The FTSE 250 wine retailer has struggled over the last few years with stiff competition from major supermarkets, overly complicated prices, and outdated computer systems, which means it has been slow to grow online.
Gormley said that under the new transformation plan, Majestic will take money it would have spent on opening new shops and invest it in attracting more customers instead – a model it has already established at Naked Wines.
“The return on investment in Naked Wines from customer acquisition and retention is north of 75 per cent, which is higher than what you get from opening stores,” he told City A.M.
It is now targeting a portfolio of 230 stores compared with previous target of 300, which is just 19 more than it has today.
Instead the group plans to increase spending on training staff, IT, and improving its marketing by partnering with retailers that have similar customers such as shirtmaker Charles Tyrwhitt. It has already simplified its prices by scrapping its six minimum bottle rule and spruced up stores by introducing more wine tasting events.
Gormley said improvement made to staff bonus structures and training was already paying off, with like-for-like sales at Majestic stores rising by 2.3 per cent in the six months to 28 September.
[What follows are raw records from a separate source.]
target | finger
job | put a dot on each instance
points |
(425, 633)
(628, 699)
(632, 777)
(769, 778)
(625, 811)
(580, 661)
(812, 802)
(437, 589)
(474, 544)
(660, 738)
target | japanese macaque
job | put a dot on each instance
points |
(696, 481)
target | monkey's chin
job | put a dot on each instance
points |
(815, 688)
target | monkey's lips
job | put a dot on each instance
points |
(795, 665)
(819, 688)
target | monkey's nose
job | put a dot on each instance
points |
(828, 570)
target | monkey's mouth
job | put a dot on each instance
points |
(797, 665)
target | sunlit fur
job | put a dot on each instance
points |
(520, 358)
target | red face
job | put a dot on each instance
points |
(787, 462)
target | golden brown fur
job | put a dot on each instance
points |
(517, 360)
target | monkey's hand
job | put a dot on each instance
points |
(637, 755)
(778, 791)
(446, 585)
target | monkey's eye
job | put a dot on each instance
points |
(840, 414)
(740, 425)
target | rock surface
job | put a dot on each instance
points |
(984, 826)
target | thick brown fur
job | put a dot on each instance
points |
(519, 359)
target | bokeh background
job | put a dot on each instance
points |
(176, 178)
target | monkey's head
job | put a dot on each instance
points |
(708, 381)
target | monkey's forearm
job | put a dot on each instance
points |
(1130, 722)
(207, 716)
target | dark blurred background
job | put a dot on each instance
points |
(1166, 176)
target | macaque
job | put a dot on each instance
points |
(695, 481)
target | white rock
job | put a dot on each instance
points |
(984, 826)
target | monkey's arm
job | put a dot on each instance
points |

“Staff are the backbone of our business and a lot of changes have been made in making their jobs more exciting and giving them opportunity to earn proper reward. We have put more money into training and improved the bonus structure,” Gormley said.
Reported profit before tax halved over the six months to £4.3m from £8.5m last time, which the company blamed on exceptional charges and costs related to its acquisition of Naked Wines this year.
However adjusted earnings before interest and tax (EBIT) EBIT rose by 12 per cent year-on-year to £9.5m while earnings excluding the Naked Wine business increased by six per cent, thanks to strong commercial sales – up eight per cent.
Naked Wines, whose customers help forward-fund independent vineyards in return for exclusive wines at wholesale prices, saw sales leap by 35 per cent in the period thanks to its booming popularity in the US.
“We have a clear plan, which will require investment and take three years to complete, but will also deliver a better business that can create sustained growth in shareholder value.
“As a result, profit for the current year is expected to be impacted by the increased investment derived from our successful test period after which we expect to see sustainable growth as the anticipated returns from our initiatives are realised," Gormley said.